Congress’s latest omnibus spending bill will effectively eliminate federal Pell Grant funding for an estimated 143,000 low-income college students starting in July. The Pell Grant cuts come just a month after budget estimates showed the popular program would run a surplus in 2012.
The Republican-controlled House of Representatives and the Democratic-controlled Senate passed a $1 trillion spending measure Dec. 19 that included major changes to Pell Grant eligibility.
Students who take more than six years to earn a college degree no longer will qualify for Pell Grant money, meaning 63,000 recipients will have to look elsewhere for tuition. The former eligibility cap was for students who had taken nine years to finish school.
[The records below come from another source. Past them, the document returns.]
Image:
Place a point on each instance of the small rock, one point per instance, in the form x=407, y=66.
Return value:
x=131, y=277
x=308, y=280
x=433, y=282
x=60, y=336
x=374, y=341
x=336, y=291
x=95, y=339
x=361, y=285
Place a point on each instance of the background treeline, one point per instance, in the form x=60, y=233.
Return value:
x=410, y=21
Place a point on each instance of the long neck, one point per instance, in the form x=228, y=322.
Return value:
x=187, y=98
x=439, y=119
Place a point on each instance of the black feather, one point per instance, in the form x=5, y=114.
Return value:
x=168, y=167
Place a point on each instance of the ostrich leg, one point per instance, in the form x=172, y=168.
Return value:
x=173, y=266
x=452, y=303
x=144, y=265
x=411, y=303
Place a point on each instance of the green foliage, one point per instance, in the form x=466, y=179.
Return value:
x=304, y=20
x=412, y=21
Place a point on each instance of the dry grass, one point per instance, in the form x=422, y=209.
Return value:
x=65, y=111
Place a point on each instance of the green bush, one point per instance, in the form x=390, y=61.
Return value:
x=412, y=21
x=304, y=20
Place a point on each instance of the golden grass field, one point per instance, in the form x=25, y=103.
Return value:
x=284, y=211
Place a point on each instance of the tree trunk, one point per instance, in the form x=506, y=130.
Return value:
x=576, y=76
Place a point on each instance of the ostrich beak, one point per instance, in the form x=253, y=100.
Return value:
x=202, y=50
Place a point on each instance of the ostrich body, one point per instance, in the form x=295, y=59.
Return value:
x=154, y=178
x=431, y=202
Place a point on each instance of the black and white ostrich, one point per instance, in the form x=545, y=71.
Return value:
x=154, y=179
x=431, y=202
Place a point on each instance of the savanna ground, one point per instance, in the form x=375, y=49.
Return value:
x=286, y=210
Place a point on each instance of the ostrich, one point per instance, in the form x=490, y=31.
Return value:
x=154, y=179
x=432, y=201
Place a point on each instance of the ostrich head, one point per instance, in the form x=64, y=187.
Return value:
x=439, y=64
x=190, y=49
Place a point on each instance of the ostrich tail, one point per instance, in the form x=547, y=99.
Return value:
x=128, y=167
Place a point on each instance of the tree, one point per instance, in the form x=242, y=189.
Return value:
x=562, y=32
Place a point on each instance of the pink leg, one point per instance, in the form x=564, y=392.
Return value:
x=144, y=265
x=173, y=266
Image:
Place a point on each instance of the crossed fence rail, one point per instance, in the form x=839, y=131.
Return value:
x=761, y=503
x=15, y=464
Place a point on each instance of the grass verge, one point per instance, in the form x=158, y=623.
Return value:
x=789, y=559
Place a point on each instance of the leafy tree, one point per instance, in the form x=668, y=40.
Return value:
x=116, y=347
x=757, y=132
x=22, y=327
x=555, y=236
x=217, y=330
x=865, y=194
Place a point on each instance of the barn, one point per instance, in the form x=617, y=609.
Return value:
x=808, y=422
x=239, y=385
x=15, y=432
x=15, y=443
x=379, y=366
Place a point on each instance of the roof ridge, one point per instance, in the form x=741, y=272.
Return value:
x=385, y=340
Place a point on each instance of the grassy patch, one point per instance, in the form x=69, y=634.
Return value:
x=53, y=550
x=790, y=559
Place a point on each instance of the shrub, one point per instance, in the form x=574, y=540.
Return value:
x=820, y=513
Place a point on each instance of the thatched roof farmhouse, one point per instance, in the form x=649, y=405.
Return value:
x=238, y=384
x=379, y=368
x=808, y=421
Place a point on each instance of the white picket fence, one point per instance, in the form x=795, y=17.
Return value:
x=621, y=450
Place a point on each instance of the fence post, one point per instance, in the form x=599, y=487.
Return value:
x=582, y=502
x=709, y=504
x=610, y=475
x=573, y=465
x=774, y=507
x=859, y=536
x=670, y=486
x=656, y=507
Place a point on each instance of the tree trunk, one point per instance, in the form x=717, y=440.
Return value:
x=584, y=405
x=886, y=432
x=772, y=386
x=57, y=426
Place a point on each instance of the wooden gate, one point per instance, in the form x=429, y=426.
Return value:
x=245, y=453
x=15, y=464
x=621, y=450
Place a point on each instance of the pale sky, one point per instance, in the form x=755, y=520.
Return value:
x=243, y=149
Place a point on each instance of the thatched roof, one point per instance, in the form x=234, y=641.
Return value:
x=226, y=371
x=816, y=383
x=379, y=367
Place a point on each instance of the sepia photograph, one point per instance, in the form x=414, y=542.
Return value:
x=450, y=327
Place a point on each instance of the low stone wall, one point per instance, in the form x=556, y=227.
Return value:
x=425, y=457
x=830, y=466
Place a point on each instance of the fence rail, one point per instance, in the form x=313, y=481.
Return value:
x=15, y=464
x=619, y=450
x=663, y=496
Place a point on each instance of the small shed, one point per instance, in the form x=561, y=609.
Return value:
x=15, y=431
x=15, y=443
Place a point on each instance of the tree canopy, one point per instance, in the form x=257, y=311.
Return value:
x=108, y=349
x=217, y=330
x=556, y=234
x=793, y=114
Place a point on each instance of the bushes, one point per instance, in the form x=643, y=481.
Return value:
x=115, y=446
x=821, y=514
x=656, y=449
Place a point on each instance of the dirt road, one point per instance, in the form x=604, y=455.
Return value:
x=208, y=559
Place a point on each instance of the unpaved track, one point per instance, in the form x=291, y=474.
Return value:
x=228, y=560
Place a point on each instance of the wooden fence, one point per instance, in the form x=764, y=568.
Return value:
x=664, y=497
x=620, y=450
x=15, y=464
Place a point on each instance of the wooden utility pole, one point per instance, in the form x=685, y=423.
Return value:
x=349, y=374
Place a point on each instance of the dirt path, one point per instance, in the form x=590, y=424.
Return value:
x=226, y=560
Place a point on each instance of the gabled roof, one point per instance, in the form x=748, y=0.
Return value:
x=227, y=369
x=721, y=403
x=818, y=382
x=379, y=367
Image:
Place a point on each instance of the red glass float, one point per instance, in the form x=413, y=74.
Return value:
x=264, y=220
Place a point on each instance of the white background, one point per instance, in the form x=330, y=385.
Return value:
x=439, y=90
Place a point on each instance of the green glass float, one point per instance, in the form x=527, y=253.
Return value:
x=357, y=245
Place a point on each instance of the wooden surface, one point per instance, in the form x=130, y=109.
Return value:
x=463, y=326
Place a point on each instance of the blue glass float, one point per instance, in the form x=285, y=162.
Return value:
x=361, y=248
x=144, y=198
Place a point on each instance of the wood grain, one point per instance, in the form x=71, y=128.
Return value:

The Congressional changes also will eliminate Pell Grant awards of $277 to $550, and students without a high school diploma or GED will not receive Pell funding, even if they pass the “ability to benefit” test once used to secure Pell Grants. That provision alone will remove 65,000 students from the Pell Grant program.
The changes to Pell Grant qualifications will “blindside” students when they go into effect July 1, said Rich Williams, higher-education advocate for the U.S. Public Interest Research Groups (PIRG), which published a report on the impact of the Pell Grant shifts.
“At a time when student debt is at an all-time high, Congress has failed to deliver on an agreement [that] helps struggling students pay for college and make it to graduation,” Williams said.
The Congressional bill also reduces the income level under which a student will be eligible to receive the maximum Pell Grant amount, from $30,000 to $23,000, and it eliminates a six-month grade period on federal student loan payments.
Congress’s tightening of Pell Grant eligibility comes a month after federal budget numbers showed that Pell Grants had been slightly overfunded for the fiscal 2012 year.
This proved a marked difference from recent years, when lawmakers “knowingly underfunded the program, throwing fuel on the Pell Grant funding fire,” according to the New America Foundation’s Higher Ed Watch, which tracks federal education policies.